Save Mid-Ulster and Whiteabbey Hospitals

The Accident and Emergency services at the Mid-Ulster Hospital in Magherafelt and Whiteabbey Hospital in Newtownabbey closed in May. Now all patients in the Northern Trust area have to travel to the Antrim Area Hospital. The Antrim Hospital was widely accepted to be under immense pressure before these closures. The situation will deteriorate further now, with even longer waiting times for casualty treatment and even more patients spending hours or days on trolleys. Prior to this latest cutback the Northern Trust had halted more complex surgery at the Mid-Ulster Hospital and Whiteabbey Hospital and concentrated it at the Antrim and Causeway Hospitals. Both smaller hospitals are no longer acute hospitals, dealing with a full range of illness, and accessible to the surrounding population.

There is a sense of crisis right across the Health Service in Northern Ireland. Overtime is not on offer, the Trusts are not using agency or bank staff, and there is an effective freeze on filling any staff vacancies that arise. As a result there is mounting pressure on the staff who remain. Bed closures are multiplying and community services are being cut.

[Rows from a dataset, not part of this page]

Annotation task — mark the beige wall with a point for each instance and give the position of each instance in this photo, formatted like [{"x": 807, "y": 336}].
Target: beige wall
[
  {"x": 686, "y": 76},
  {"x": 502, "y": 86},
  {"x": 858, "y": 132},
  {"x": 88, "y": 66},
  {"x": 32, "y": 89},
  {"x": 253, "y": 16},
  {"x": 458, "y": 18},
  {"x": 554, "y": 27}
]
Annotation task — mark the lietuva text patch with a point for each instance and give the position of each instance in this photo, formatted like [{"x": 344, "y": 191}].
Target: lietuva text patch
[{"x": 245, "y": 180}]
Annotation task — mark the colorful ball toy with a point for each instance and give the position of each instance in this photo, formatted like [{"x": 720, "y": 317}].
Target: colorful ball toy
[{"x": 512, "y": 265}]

These cuts are a consequence of demands from Northern Ireland’s Department of Health on the Trusts to make “efficiency savings” of £700m (or 3% of expenditure each year) over the next three years. On top of that several Trusts have built up deficits which they are being told to reduce. According to Health Minister Michael McGimpsey “They are reporting deficits and these deficits are not permissible under Treasury rules.”

These cuts are only the beginning. The Conservative-Liberal Democrat coalition is determined to introduce savage cuts across the public sector. Claims that the NHS will be spared are false. The Assembly parties have no strategy to resist the dictates of Westminster and will simply do as they are told.
The attacks on the NHS must be met by determined resistance. Mass community mobilisations will send a loud message to the Executive and Assembly. The NHS trade unions have a duty to organise an effective campaign of co-ordinated industrial action in defence of jobs, pay and conditions. If trade union activists in the hospitals and genuine local community campaigns were to come together in their local areas, and then were to link up across Northern Ireland, the cuts can be halted and reversed.